ケロス・セラピューティクスは、TGF-ßシグナル伝達経路の機能不全に関連する疾患を治療するための、現在の治療アプローチの限界に対処することを目指しています。

同社は、TGF-ßタンパク質ファミリーにおける治療薬の研究開発において、計100年以上の経験を持つ、経験豊富な経営陣と科学的諮問委員会によって率いられています。

チームは、Reblozyl、Tecfidera、Kalydeco、Waylivraなどの市販されている治療薬にまとめて取り組み、アクセレロン、バイオジェン、ワイスファーマシューティカルズ、セレスセラピューティクス、バーテックスファーマシューティカルズ、アクセアセラピューティクスなどの企業で創薬や臨床開発を主導してきました。

財務諸表主要項目抜粋

(US千ドル) 2018年12月31日 2019年12月31日
売上高 10,000 10,000
営業費用 11,691 20,563
営業損益 -1,691 -10,563
純損益 -1,335 -12,336
     
基本的および

希薄化1株当たり損益

-0.50 -2.80
加重平均基本的および

希薄化発行済株式数

4,719,371 5,050,029
     
営業CF 7,042 -15,998
投資CF -217 -271
財務CF 11,463 14

参考:会社IRより

事業上のリスク

ケロス・セラピューティクスの事業に関連するリスクには、主に以下のようなものがあります。

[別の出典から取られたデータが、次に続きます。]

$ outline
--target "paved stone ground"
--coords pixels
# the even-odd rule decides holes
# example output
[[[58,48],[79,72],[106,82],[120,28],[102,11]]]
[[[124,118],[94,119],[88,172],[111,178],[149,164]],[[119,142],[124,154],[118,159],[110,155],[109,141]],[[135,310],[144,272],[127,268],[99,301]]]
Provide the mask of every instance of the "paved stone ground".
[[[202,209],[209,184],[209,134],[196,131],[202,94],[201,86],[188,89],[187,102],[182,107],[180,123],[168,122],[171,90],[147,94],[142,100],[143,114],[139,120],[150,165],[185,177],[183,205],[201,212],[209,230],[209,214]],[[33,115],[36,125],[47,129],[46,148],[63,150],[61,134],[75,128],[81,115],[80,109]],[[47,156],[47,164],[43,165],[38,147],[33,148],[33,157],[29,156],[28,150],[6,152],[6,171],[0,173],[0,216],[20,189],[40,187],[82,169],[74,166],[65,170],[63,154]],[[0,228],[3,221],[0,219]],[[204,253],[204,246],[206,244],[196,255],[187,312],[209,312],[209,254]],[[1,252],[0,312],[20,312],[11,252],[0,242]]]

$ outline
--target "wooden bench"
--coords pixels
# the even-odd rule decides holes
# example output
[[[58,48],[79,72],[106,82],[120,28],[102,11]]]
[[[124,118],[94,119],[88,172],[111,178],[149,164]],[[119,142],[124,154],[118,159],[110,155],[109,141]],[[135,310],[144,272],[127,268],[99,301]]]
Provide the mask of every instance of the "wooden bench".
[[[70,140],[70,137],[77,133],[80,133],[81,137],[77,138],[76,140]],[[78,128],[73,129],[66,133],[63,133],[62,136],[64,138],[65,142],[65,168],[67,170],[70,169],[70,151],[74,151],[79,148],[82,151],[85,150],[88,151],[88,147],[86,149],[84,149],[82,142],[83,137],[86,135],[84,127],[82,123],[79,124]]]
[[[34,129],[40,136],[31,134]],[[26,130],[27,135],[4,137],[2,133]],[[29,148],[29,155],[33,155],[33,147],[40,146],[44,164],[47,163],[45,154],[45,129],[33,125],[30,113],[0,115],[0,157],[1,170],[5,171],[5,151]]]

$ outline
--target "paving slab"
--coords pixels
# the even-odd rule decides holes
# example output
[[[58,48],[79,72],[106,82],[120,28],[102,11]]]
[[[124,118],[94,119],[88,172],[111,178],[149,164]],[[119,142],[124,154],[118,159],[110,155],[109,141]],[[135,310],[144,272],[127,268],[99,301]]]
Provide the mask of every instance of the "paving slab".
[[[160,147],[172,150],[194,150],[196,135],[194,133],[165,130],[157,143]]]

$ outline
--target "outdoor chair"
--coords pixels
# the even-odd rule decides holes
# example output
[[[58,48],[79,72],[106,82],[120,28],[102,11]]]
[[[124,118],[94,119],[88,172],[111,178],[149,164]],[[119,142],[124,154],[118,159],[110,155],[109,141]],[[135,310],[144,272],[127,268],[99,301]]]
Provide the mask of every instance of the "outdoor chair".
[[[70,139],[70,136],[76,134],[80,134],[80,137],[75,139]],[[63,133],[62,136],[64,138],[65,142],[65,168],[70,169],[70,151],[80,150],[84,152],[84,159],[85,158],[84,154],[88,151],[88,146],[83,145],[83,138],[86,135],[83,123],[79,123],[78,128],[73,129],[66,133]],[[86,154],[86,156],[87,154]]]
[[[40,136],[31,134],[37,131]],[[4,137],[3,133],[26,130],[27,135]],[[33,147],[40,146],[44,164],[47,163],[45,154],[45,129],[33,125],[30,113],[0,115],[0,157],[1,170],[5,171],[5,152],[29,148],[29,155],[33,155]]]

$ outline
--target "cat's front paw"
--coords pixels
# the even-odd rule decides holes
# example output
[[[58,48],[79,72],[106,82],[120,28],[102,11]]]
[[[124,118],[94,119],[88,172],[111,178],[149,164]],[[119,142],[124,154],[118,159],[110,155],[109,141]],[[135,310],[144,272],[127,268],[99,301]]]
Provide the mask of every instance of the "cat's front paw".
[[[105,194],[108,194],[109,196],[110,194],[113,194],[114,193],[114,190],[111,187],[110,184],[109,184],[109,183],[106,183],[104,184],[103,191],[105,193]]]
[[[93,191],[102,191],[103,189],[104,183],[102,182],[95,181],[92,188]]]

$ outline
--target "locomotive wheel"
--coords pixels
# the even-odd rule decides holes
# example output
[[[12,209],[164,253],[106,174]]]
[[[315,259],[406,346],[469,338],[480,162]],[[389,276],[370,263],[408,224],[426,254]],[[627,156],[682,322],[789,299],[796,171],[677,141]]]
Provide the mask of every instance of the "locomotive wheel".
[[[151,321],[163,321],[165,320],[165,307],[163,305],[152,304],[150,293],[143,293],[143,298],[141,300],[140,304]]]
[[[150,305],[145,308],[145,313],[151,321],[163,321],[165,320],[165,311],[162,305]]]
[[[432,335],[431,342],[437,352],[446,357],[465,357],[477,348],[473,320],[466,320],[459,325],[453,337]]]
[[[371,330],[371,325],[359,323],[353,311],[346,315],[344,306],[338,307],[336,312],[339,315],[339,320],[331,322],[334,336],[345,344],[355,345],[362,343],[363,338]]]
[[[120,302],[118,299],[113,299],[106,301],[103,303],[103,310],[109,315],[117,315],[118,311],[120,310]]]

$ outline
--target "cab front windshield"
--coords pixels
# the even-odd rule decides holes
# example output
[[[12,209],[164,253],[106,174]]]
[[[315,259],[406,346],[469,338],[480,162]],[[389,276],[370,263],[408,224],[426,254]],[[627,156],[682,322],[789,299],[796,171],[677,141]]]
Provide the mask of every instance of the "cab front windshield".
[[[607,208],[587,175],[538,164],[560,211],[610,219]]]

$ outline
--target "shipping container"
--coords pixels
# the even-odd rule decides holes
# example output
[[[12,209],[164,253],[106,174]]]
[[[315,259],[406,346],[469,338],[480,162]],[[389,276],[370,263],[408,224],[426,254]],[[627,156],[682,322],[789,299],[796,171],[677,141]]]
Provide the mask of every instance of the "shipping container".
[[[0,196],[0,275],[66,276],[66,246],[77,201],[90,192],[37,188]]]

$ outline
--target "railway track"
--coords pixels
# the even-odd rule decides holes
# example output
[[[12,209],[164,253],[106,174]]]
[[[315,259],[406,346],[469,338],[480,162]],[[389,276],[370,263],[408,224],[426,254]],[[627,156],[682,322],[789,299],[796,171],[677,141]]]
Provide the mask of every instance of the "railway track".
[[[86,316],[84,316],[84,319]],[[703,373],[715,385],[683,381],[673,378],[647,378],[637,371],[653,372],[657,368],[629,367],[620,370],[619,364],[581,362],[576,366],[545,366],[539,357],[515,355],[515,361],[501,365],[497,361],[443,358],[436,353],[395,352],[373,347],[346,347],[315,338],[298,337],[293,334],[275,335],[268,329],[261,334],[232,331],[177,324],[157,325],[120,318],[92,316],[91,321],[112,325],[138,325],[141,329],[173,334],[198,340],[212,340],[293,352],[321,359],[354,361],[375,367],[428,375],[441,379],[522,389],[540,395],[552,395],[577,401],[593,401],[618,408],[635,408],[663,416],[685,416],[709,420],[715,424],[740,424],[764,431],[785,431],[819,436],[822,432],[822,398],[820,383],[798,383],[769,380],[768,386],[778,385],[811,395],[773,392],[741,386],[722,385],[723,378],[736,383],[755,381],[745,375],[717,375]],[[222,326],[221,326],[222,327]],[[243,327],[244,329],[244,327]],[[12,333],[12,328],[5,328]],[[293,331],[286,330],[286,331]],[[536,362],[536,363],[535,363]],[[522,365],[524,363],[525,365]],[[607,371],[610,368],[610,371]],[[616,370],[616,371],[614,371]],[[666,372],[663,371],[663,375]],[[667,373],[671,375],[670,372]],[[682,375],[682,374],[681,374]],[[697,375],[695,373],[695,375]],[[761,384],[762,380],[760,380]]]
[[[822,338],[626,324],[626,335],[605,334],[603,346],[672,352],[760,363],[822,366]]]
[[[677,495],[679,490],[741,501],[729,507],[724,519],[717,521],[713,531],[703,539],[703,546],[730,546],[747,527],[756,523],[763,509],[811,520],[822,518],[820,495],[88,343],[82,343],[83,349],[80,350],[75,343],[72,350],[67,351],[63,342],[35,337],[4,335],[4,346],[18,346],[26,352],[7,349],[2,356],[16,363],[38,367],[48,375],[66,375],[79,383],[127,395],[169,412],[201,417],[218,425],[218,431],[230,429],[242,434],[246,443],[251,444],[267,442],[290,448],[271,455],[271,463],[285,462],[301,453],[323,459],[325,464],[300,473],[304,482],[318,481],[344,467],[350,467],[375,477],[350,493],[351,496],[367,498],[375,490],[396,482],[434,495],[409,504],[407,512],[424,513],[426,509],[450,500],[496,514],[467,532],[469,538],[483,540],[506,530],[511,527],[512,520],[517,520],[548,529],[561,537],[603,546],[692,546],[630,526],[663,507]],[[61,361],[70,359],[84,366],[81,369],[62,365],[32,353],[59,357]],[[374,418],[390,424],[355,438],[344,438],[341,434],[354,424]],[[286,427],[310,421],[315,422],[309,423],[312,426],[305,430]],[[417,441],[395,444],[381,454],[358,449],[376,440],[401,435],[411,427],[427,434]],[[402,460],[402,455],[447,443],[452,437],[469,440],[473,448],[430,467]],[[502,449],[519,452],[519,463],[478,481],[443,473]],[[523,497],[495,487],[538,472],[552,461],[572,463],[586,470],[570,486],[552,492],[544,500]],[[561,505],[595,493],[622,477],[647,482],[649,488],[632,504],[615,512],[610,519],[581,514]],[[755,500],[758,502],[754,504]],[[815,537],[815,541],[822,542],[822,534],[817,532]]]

創業以来毎年純損失を計上しており、今後も純損失を計上することが予想されます。

また、同社の製品候補の開発を完了し、商業化を開始するためには、多額の追加資金が必要となります。

必要に応じてこの必要な資金を得られなかった場合、製品開発や研究事業の一部を遅延、縮小、または廃止せざるを得なくなる可能性があります。

ケロス・セラピューティクスは、初期の臨床開発段階にある製品候補の成功に大きく依存しています。

現在または将来の製品候補を臨床試験に進めることができず、開発した製品候補の販売承認を得られず、最終的に商品化できなかった場合、または開発が大幅に遅れた場合には、当社の事業に重大な影響を及ぼす可能性があります。